Example 8.5 The special case of a Gaussian, linear random effects model is the model where \(z\) is \(\mathcal{N}(0, 1)\) distributed, \(\mathcal{Y} = \mathbb{R}\) (with base measure proportional to Lebesgue measure) and the sufficient statistic is \[t(y_j \mid z) = \left(\begin{array}{cc} y_j \\ - y_j^2 \\ zy_j \end{array}\right).\] There are no free parameters in the distribution of \(z\).

From Example 8.3 it follows that the conditional variance of \(y\) given \(z\) is \[\sigma^2 = \frac{1}{2\theta_2}\] and the conditional mean of \(y\) given \(z\) is \[\frac{\theta_1 + \theta_3 z}{2 \theta_2} = \sigma^2 \theta_1 + \sigma^2 \theta_3 z.\] Reparametrizing in terms of \(\sigma^2\), \(\beta_0 = \sigma^2 \theta_1\) and \(\nu = \sigma^2 \theta_3\) we see how the conditional distribution of \(y_j\) given \(z\) is \(\mathcal{N}(\beta_0 + \nu z, \sigma^2)\). From this it is clear how the mixed model of \(y_j\) conditionally on \(z\) is a regression model. However, we do not observe \(z\) in practice.

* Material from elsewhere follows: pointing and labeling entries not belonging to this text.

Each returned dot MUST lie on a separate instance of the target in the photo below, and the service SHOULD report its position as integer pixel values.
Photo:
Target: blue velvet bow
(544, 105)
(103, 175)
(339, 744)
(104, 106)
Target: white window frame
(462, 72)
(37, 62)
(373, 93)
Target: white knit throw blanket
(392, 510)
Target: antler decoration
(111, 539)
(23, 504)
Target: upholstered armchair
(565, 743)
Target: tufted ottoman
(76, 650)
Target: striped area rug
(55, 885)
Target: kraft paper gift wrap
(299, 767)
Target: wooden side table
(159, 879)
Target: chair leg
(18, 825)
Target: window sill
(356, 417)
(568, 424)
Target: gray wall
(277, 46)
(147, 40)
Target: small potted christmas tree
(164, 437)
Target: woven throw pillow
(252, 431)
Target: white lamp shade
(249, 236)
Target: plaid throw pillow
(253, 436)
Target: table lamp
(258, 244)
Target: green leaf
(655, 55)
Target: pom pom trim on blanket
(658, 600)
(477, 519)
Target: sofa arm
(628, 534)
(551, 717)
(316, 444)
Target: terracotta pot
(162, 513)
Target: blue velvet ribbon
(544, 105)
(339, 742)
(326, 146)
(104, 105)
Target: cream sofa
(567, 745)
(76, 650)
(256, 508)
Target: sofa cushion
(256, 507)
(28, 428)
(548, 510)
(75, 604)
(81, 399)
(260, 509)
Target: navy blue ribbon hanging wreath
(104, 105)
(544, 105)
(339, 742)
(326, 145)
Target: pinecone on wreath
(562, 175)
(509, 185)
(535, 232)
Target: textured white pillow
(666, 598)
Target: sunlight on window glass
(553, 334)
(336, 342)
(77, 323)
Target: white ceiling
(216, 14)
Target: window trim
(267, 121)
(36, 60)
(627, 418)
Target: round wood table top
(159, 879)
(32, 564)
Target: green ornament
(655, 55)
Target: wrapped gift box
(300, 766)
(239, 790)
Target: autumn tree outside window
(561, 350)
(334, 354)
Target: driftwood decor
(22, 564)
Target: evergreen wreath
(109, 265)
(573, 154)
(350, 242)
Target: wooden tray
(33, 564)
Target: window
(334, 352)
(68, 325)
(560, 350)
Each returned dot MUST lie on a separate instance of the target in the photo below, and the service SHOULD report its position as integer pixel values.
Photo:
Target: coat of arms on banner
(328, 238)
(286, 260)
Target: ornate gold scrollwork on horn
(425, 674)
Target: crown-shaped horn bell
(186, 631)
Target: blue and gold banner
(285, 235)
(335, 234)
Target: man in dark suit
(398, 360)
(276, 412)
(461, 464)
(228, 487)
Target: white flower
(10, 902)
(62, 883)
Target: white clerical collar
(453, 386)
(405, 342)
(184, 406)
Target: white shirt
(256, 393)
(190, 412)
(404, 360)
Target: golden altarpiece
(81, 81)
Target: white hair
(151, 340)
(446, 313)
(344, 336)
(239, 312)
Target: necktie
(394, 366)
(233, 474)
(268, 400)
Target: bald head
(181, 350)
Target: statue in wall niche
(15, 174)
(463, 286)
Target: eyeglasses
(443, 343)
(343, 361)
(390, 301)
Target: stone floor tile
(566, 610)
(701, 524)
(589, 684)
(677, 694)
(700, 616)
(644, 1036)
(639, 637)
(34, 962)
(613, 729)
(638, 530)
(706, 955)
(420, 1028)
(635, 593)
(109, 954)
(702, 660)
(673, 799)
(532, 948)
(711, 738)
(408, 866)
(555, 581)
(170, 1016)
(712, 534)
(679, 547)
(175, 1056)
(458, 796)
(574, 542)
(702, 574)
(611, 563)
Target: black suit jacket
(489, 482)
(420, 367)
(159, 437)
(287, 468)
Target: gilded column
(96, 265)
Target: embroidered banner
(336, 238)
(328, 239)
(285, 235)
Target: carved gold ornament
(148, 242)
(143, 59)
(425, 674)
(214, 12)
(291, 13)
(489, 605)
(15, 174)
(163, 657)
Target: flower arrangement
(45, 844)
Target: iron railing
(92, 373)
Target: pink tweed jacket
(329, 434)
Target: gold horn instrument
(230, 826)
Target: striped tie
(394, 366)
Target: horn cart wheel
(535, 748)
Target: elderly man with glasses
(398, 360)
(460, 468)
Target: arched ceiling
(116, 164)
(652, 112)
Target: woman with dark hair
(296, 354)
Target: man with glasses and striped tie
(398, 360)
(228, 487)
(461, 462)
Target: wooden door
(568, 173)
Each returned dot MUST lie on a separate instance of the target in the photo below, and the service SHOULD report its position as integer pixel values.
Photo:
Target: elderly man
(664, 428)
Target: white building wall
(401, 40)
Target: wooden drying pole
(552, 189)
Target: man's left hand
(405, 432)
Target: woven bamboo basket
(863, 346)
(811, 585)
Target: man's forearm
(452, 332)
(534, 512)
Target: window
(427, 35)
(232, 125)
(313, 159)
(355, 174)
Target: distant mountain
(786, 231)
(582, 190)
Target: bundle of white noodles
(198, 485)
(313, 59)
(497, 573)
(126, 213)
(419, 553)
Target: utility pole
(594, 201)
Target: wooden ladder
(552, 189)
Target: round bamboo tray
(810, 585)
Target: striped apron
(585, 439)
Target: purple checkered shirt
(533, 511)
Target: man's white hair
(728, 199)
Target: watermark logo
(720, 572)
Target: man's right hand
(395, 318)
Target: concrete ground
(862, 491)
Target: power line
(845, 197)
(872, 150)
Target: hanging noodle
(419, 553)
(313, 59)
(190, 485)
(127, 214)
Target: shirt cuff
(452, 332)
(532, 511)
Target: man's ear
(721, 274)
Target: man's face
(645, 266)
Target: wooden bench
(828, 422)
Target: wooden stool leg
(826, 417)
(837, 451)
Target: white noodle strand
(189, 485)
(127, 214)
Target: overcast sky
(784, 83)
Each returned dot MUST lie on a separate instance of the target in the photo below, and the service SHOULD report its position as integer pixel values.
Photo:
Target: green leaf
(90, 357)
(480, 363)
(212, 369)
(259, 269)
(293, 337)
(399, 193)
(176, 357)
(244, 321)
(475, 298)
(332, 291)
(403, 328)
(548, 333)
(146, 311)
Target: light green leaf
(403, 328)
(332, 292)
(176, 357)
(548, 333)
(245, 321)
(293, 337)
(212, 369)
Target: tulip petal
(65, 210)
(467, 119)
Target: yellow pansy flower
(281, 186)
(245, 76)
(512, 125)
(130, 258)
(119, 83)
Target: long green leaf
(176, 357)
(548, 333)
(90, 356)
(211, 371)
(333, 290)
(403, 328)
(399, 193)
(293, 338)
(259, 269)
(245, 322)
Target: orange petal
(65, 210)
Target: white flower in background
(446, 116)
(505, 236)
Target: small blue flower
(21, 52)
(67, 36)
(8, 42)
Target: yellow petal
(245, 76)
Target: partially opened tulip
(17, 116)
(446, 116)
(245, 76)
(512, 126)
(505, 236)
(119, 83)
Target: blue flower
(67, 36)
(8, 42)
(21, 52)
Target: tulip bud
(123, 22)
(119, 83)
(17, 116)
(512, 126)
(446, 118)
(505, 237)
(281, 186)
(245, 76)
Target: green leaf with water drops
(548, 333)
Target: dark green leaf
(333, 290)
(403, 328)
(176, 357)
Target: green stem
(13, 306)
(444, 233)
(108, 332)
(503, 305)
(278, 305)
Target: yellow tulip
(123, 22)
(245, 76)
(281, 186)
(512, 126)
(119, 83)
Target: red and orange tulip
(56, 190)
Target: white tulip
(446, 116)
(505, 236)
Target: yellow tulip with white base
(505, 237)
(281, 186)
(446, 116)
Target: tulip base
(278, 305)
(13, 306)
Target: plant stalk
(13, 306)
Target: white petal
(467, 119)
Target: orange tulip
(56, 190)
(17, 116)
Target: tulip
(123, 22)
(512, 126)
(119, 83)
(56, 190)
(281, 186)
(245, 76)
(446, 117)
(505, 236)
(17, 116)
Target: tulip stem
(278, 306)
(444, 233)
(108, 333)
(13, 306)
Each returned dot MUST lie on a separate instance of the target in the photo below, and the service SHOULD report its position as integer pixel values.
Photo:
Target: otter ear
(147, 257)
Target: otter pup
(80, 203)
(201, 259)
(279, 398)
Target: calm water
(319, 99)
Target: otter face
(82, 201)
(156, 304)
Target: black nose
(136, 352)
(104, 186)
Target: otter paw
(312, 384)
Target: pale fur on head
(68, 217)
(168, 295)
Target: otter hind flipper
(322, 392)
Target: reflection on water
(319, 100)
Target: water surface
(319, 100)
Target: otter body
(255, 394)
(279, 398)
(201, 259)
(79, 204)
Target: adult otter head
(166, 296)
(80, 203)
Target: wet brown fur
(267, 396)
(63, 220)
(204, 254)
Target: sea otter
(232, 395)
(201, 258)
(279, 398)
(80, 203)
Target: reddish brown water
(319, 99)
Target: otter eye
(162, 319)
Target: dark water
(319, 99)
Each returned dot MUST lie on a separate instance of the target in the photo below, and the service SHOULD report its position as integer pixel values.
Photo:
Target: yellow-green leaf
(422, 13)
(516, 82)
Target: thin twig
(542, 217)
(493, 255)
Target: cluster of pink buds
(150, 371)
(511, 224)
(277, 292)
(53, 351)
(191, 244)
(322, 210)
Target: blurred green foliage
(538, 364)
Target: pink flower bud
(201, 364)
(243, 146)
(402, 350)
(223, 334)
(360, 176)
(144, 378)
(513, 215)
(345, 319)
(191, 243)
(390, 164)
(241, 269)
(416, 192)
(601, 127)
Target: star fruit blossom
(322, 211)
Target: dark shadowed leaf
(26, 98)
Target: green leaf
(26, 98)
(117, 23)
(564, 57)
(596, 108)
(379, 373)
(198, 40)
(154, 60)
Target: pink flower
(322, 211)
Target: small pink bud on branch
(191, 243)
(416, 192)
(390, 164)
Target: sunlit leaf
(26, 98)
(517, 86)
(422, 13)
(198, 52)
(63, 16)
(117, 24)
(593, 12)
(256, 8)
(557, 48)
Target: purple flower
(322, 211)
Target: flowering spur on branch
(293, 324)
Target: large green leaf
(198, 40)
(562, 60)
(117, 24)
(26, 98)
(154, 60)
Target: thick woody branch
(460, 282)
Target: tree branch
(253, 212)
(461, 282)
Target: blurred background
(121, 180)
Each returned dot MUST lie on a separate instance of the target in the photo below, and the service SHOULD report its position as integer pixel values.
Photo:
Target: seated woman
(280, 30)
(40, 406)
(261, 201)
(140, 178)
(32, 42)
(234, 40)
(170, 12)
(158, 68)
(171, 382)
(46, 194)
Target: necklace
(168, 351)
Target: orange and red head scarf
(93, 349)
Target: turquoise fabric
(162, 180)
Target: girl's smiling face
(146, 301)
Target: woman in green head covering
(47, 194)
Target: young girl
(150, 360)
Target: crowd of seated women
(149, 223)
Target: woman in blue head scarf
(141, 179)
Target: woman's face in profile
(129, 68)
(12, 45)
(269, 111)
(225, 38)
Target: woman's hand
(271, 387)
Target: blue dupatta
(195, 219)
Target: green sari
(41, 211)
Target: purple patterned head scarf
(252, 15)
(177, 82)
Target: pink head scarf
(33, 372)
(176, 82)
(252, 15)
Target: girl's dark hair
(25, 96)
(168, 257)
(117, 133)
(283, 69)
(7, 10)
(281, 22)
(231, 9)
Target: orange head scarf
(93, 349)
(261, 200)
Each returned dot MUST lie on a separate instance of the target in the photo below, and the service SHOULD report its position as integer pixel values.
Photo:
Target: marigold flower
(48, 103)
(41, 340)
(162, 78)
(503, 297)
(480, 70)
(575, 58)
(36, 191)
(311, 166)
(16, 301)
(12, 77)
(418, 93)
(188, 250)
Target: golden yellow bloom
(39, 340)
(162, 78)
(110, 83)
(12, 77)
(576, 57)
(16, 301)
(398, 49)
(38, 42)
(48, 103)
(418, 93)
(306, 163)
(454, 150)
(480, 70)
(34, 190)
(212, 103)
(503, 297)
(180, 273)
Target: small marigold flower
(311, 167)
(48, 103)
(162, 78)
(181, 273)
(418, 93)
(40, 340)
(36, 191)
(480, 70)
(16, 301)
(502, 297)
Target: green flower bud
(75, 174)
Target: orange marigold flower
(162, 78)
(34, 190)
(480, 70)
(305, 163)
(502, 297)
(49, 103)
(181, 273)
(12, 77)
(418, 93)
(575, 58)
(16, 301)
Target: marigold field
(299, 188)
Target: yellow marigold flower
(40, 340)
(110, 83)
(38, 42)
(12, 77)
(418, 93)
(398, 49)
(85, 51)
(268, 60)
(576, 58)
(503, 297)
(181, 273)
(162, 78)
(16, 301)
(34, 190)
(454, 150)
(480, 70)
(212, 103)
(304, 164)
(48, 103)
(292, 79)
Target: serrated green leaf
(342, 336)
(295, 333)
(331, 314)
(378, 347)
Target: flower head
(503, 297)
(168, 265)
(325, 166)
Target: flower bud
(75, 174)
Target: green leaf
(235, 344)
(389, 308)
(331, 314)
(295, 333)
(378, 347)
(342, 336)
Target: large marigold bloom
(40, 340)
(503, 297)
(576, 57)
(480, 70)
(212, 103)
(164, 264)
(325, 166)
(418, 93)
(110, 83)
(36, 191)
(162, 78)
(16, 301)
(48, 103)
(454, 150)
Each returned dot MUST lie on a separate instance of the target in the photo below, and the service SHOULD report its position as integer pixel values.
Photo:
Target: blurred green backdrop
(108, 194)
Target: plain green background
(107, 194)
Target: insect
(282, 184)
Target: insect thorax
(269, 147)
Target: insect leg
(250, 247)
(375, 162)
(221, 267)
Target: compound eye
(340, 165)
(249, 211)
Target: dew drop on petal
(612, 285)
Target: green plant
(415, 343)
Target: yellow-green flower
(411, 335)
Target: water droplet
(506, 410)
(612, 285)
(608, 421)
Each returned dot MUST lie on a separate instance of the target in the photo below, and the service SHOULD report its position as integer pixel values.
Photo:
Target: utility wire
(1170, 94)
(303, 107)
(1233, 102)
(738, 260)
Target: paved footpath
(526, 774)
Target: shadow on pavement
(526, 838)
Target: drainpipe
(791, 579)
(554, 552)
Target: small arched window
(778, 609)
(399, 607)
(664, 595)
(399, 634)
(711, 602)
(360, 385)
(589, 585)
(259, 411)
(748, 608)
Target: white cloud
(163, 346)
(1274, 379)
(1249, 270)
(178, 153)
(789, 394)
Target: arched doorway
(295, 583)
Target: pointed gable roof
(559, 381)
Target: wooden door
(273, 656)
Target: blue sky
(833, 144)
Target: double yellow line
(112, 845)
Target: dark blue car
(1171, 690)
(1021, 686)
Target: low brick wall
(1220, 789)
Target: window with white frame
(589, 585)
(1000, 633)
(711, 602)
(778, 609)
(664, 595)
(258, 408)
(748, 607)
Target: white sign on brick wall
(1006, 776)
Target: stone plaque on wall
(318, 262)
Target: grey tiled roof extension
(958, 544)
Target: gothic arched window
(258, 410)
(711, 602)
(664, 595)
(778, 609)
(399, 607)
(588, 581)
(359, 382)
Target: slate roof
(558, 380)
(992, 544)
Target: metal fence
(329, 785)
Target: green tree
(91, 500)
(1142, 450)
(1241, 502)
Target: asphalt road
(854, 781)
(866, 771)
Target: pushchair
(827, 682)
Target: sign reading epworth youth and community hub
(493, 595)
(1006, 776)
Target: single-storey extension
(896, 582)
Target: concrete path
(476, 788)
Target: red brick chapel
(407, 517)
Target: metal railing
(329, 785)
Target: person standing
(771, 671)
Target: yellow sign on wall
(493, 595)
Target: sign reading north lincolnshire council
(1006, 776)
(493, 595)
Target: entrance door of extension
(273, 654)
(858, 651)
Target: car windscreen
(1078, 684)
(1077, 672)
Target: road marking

Using the above distributional result we can see that the Gaussian random effects model of observations \(y_{ij}\) can equivalently be stated as

\[Y_{ij} = \beta_0 + \nu Z_i + \varepsilon_{ij}\]

for \(i = 1, \ldots, n\) and \(j = 1, \ldots, m_i\) where \(Z_1, \ldots, Z_N\) are i.i.d. \(\mathcal{N}(0, 1)\)-distributed and independent of \(\varepsilon_{11}, \varepsilon_{12}, \ldots, \varepsilon_{1n_1}, \ldots, \varepsilon_{mn_m}\) that are themselves i.i.d. \(\mathcal{N}(0, \sigma^2)\)-distributed.